Той же ночью напившаяся до изумления Марфа подстерегла Риту, когда та босиком бежала из туалета к себе наверх, и сбросила с лестницы. Очнулась Рита под утро на полу с разбитой в кровь головой. Железный запор был вырван из ее двери с мясом и валялся посреди комнаты, щерясь гнутыми шурупами. В углу стояла швабра. Рита легла под одеяло с палкой в обнимку. Не успела закрыть глаза, как лестница заскрипела под Марфиной тяжестью. «Вот и пришел твой час, сучка, – бормотала пьяная ведьма, – вот он, твой час, шествует к тебе жених, блядища… щас… в одну ямину с Марьюшкой моей единственной ляжешь… пожила – пора и честь знать, гитлеровское твое отродье…» Она откинула волосы с широкого мужского лба и увидела Риту. «Избрал Господь тебя, – погрозила она пальцем девочке, – но и меня избрал… Тебя страдать, меня – казнить тебя… Щас я из твоей скорлупки мясцо-то повыскребу… телесеньки…» Рита ударила ее без замаха – палкой в лоб. Марфа схватилась руками за шаткие перила. Рита ударила в другой раз. Ведьма упала кулем на ступени. Все. Темные с проседью волосы намокли. Это кровь. Это конец. Отныне ей не жить в этом доме. Но тогда – где? Ни один нормальный человек просто не пустит ее в свой дом. Просто она никому не нужна. Ей шестнадцать. Даже если нормальный человек и приютит ее, Марфа не отступится, выцарапает, выскребет ее, подомнет и удушит. Ни перед чем не остановится. Она в здравом уме, она нормальная. Рита тоже нормальная. Значит, Марфа ее достанет. Не тронет она ее только в одном-единственном случае. Этот случай называется Ахтунг. Но к нему она не уйдет. Поэтому она ушла к Фуфырю.
Старик перевел дух.
– Я открою окно? – предложил молодой человек.
– А? – не понял старик.
– Окно…
– Давай, давай… душно! – Он сбросил шляпу на пол и откинулся на спинку кресла. – Душно. Понимаешь, она не захотела подставлять меня. Она посчитала меня слишком нормальным, чтобы уйти ко мне. Она не могла себе позволить этого. Чтоб я мазался, спасая сучонку. Чтобы на меня показывали пальцем: вот тот, кто приютил фашистское отродье. Увел эту сучку из дома Марфы, которая была ей вместо матери. Вместо той матери, которая бросила собственную дочь на произвол судьбы. А Марфа спасла ее. Плохая Марфа или хорошая, но – спасла. И вот эта неблагодарная сучонка отплатила. И вот он, жидовское отродье, помог ей. Нет, решила она, грязь к грязи. Дерьмо к дерьму – тогда всем все понятно, никаких вопросов. Мы так и думали, чему тут удивляться, рано или поздно кровь заговорит. Сука ушла по-сучьи, неблагодарная тварь уползла в привычную грязь, в любимое дерьмо, сколько волка ни корми. К Фуфырю – что может быть дерьмовее? Все довольны. Марфа остается на сцене в роли оскорбленного достоинства, благородства и бескорыстия. Еще бы, не она же повесилась. Рита по-гадючьи уползает в гадье логово. Остальные – ангелы-наблюдатели. В том числе и я.

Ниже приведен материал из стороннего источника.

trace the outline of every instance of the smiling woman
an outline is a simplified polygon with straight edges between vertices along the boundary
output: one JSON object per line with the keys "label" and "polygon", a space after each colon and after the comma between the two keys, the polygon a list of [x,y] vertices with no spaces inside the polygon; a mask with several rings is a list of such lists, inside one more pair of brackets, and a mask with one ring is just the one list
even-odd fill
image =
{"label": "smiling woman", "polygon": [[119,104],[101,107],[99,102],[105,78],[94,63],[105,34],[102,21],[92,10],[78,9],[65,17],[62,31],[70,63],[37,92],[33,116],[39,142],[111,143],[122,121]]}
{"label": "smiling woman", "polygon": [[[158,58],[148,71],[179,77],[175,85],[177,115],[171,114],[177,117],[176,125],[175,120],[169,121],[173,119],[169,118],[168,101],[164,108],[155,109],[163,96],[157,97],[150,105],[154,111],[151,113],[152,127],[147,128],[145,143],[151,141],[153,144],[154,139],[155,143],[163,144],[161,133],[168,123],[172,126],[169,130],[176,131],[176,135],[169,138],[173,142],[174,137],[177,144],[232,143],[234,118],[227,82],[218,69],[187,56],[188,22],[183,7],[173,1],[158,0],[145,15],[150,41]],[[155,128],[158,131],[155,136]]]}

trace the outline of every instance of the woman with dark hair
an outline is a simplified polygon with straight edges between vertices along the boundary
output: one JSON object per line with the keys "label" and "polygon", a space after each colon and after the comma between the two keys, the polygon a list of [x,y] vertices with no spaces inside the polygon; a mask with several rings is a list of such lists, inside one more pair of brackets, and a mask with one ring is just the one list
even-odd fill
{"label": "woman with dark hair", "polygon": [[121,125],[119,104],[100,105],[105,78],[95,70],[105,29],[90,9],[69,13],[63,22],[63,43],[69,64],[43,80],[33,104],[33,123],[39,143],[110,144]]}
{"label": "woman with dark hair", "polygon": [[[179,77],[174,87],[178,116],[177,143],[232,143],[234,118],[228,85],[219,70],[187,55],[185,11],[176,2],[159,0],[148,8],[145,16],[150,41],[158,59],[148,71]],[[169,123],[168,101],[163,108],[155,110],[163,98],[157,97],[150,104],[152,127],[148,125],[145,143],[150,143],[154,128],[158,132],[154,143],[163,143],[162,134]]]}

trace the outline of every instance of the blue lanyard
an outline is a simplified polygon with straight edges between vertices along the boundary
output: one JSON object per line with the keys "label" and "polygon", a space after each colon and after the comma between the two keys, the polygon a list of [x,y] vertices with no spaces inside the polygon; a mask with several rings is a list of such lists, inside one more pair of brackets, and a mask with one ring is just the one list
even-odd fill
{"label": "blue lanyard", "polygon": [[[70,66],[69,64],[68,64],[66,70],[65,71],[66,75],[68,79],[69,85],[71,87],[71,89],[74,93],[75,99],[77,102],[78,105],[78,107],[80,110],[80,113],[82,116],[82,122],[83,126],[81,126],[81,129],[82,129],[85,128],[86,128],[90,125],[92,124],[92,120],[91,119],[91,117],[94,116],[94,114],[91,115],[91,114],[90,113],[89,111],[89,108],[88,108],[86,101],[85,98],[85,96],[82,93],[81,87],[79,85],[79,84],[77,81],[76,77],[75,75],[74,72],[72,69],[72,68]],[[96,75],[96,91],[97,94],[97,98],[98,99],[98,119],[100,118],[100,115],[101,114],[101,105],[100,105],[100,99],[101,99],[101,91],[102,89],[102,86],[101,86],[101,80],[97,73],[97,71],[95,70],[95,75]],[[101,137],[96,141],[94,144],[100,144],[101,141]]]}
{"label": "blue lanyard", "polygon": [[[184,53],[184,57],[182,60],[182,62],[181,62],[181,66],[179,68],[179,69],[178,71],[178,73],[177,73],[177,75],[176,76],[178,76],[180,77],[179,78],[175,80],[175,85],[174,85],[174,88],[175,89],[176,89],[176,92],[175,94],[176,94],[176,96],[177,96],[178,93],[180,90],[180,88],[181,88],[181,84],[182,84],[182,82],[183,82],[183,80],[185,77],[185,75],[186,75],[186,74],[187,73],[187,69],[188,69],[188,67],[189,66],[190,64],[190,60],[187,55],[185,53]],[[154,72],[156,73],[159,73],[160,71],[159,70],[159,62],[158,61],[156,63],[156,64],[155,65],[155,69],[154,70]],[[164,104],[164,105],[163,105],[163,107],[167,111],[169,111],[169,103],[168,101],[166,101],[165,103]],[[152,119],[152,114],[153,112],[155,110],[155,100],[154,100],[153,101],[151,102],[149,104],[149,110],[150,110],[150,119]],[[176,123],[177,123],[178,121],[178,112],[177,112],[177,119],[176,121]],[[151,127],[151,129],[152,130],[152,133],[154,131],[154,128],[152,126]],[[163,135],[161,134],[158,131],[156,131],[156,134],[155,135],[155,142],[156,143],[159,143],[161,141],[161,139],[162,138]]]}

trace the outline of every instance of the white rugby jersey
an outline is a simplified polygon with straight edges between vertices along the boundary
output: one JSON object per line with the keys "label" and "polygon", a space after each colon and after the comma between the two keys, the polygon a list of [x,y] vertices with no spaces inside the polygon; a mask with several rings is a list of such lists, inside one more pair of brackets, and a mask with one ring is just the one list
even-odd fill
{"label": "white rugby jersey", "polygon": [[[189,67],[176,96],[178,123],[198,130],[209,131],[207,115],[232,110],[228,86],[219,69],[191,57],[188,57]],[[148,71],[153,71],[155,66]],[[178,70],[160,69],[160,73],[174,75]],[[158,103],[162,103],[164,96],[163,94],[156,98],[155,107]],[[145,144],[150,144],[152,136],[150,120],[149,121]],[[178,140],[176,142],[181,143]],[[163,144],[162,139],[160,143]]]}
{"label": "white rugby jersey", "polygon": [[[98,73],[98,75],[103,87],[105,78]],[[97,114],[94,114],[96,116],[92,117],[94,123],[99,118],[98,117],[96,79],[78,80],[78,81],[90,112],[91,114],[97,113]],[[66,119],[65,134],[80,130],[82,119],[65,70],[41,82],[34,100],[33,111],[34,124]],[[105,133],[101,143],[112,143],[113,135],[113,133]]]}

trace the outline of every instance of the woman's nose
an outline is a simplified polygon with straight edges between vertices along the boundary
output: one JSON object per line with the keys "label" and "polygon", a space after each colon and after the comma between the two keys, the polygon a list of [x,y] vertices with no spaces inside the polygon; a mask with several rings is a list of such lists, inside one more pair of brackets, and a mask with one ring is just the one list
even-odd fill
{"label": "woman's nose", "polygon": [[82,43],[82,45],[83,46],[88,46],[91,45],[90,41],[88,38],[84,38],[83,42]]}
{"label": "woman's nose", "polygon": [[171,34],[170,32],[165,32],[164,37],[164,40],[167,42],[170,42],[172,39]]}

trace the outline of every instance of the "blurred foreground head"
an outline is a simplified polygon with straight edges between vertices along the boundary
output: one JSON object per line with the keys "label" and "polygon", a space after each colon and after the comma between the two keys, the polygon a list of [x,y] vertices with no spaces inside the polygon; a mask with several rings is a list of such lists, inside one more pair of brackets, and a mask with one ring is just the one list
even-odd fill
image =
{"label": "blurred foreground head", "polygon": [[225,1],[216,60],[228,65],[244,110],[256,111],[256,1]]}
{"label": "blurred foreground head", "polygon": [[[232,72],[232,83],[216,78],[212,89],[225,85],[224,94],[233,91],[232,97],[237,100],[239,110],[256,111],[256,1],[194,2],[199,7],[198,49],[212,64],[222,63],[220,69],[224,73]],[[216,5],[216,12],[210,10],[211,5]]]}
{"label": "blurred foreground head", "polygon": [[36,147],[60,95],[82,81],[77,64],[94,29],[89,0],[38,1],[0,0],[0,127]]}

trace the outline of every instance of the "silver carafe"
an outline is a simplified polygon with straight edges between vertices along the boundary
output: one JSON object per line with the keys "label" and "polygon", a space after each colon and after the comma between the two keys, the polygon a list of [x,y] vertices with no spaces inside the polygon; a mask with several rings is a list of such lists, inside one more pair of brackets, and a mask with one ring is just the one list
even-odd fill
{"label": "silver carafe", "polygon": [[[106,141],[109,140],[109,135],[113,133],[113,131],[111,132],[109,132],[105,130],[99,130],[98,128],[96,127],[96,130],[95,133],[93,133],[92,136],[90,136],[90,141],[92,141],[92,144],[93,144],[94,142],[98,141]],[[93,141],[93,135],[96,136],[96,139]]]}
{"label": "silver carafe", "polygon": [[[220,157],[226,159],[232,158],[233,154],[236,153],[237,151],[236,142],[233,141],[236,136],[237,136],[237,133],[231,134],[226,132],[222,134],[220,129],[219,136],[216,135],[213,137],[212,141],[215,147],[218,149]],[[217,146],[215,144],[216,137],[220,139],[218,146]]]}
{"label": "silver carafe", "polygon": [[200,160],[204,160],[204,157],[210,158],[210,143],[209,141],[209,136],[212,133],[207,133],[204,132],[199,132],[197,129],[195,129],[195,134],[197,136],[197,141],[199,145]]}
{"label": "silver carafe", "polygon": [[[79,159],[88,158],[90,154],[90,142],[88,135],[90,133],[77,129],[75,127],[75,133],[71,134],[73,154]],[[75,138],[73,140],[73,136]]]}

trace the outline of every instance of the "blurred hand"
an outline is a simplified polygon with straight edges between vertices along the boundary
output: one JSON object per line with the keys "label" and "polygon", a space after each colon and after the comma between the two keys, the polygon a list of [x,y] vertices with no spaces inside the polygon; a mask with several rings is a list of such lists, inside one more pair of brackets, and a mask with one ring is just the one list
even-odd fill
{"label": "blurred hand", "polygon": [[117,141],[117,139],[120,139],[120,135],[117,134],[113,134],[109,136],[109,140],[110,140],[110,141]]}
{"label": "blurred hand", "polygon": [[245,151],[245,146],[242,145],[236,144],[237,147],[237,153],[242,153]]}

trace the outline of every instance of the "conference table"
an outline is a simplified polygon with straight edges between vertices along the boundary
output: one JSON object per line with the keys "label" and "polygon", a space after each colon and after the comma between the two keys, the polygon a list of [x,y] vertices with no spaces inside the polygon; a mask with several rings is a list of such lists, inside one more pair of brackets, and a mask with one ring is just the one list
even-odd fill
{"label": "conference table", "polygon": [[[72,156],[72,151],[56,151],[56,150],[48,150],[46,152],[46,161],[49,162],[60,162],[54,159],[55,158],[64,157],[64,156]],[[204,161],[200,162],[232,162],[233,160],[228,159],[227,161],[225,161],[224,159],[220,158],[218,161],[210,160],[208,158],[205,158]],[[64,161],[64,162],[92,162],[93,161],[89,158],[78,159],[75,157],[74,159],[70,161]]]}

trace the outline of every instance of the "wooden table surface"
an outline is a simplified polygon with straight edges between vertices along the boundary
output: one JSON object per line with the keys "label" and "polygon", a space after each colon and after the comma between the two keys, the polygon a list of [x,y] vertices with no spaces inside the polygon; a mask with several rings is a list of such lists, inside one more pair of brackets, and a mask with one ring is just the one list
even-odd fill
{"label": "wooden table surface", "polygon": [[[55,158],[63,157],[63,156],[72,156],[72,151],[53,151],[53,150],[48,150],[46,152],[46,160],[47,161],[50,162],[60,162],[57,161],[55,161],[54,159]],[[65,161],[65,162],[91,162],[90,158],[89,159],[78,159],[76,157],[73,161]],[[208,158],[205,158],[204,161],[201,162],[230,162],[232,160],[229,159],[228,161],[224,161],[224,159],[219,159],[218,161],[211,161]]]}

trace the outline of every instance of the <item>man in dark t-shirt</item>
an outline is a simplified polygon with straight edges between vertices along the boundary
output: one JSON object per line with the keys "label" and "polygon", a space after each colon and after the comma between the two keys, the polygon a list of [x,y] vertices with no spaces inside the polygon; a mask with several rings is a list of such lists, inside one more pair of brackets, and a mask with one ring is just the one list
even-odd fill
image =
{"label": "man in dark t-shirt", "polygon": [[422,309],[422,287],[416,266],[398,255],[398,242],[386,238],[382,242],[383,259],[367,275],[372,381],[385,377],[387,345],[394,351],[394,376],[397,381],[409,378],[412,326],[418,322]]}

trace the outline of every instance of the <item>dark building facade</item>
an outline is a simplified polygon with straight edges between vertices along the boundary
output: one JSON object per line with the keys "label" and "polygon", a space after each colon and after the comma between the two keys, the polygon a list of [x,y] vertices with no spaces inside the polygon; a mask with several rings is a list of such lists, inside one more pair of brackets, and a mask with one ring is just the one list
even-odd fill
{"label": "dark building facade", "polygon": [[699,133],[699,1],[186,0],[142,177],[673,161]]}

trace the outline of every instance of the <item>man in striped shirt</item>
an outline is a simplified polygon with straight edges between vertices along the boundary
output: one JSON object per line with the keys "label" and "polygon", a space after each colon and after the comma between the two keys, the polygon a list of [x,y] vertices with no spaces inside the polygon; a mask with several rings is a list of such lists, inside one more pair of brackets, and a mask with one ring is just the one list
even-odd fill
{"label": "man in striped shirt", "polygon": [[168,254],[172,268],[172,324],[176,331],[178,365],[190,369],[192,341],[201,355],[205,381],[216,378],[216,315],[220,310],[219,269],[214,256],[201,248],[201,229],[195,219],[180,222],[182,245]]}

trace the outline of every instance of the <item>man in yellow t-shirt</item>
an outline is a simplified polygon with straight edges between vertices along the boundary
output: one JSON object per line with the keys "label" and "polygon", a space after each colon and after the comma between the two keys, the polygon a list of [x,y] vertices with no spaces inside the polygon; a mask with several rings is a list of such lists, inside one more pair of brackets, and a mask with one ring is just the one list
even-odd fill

Племянник глубоко дышал ночной прохладой, пахнущей илом с речных отмелей и палым листом.
– Ты обиделся? – спросил он.
– Обиделся? – вскинулся дядя. – Да… Ну, назовем это так. Я был обижен. Раздосадован. Обескуражен. Оскорблен! Уничтожен! Ну, хорошо, она сама так решила. Но ведь я не был ей чужим! Она могла хотя бы сказать…
– Могла, – эхом откликнулся племянник.
– Она все сама решила. Правильно – для себя. Как учили. Всем тем, что впитывала: ты должна искупить. Пострадать. Стать хуже худших, рабой раба. И стала.
Громко причмокнув, дядя закурил бог весть какую по счету папиросу. Дым потянулся в окно.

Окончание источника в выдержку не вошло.